Роберт Джеймс Фишер, гроссмейстер
— Направо, лицом к стене, стоять! — рявкнул крепкий здоровяк, впечатав Смолина лицом в обшарпанную, покрытой тёмно-зелёной масляной краской стену, едва не сломав тому нос.
— Налево, теперь пошёл! — бесцеремонно ткнул другой конвойный дулом автомата в спину Алексею. Скрипнув зубами, Смолин, развернувшись, пошёл по тюремному коридору, отгородившись стеной ледяного презрения ко всему происходящему. Одному Богу известно, каких трудов ему стоило не выхватить автомат у конвойного и не уложить всех к чёртовой матери, тем самым подписав себе смертный приговор.
«Дождаться этапа — там всё получится! Пашка, я выйду, сынок! Осталось совсем немного! Сегодня я буду на свободе!» — мысленно обратился Алексей к сыну. Не выспавшийся, в серой арестантской робе, с всклокоченными немытыми волосами, запавшими смоляными глазами, струйкой крови, стекающей из разбитого носа, Алексей мало походил на того яркого, броского, невероятно красивого мужчину, с детства умеющего одним своим видом внушать страх, пускать на колени и подчинять своей воле. Неизменным оставалось одно — тёмные глаза, горящие холодным непримиримым огнём, да медальное непроницаемого выражение лица человека, чело которого при рождении судьба отметила особым мрачным поцелуем.
Когда в шесть утра Алексея Смолина, в окружении пяти конвойных, вывели из здания следственного изолятора № 1 и подвели к автозаку для перевозки заключённых, он поймал себя на мысли, что, возможно, всё может пойти не так, как он планировал. Увидев два бронированных военизированных джипа, стоящие по бокам автозака, он внутренне напрягся, понимая провальность задуманной операции. Слишком много внимания было привлечено к его персоне. Белов явно перестраховывался, бросив все силы на этапирование особо опасного преступника, и теперь все мысли о побеге разом отпали, а в душу Алексея закрались самые скверные подозрения.
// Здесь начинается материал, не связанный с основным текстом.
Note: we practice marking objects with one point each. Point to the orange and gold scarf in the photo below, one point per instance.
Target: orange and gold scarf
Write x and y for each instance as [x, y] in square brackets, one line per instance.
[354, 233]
«Этап… Боль… опять долбит, сука!» — скрипнул зубами Алексей, лихорадочно проигрывая в голове возможные комбинации. Руки в браслетах затекли, но он не обращал внимание. В этот раз фортуна явно была на стороне полковника, повернувшись к Смолину срамным местом, и этот факт вымораживал Алексея, причиняя не только душевные муки, но и физические.
«Зима, давай же, легионер, давай!»
Военный джип, возглавивший колонну, двинулся вперёд, следом, соблюдая дистанцию, тронулся с места автозак, а следом, с равным интервалом, замыкал шествие другой джип, нашпигованный бойцами из спецподразделения. В голове ворочался шуруп, словно рука садиста медленно и планомерно вкручивала его, причиняя арестанту неимоверную боль. Безумие мягкими волнами вновь накрывало Алексея, но вопреки ожиданиям ни его двойник, ни Гарик не явились из небытия, лишь только боль увеличивала зону охвата, нанося яростные удары то в висок, то в лобную часть, то в темечко.
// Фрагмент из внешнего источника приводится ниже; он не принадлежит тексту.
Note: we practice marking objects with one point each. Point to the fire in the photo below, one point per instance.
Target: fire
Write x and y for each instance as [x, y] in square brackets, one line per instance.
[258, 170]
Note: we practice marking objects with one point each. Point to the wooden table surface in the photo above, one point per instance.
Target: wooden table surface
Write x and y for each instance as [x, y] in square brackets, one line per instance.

В автозак, где не наблюдалось ни зарешеченного окна, ни малейшего намёка на вентиляцию, вместе с ним загрузились все пятеро конвойных. Крепкие молодые парни — гора железных мускулов, бычьи шеи, свирепый взгляд.
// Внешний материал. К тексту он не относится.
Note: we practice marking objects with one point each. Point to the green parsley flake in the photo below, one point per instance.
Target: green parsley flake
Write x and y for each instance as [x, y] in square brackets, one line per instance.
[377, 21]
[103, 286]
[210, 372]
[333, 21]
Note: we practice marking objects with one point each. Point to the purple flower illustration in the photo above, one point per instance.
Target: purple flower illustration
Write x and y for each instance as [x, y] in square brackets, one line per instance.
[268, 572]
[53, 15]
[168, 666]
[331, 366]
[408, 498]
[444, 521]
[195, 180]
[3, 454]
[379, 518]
«Суки, завалил бы всех! — злобно подумал Алексей, глядя прямо перед собой, в который раз укорив себя за свой мальчишеский поступок: шахматная партия, затеянная Смолиным для услады собственного эго, не только стала причиной ареста Смолина, сломав ему судьбу, исковеркала её Павлу, Круглому, но и унесла жизни близких ему людей, Вероники, Гарика. В ночных видениях он раз за разом возвращался в тот вечер, где в дурманном полузабытье высаживал обойму в грудь ненавистного полковника, являющегося причиной всех его несчастий. В глубине души Алексей понимал всю абсурдность собственных суждений, выказывая согласие с тем, что это именно он виноват в аду, на который он обрек не только себя, но и преданных ему людей, но сделать с испепеляющей его ненавистью к Белову, был не в силах.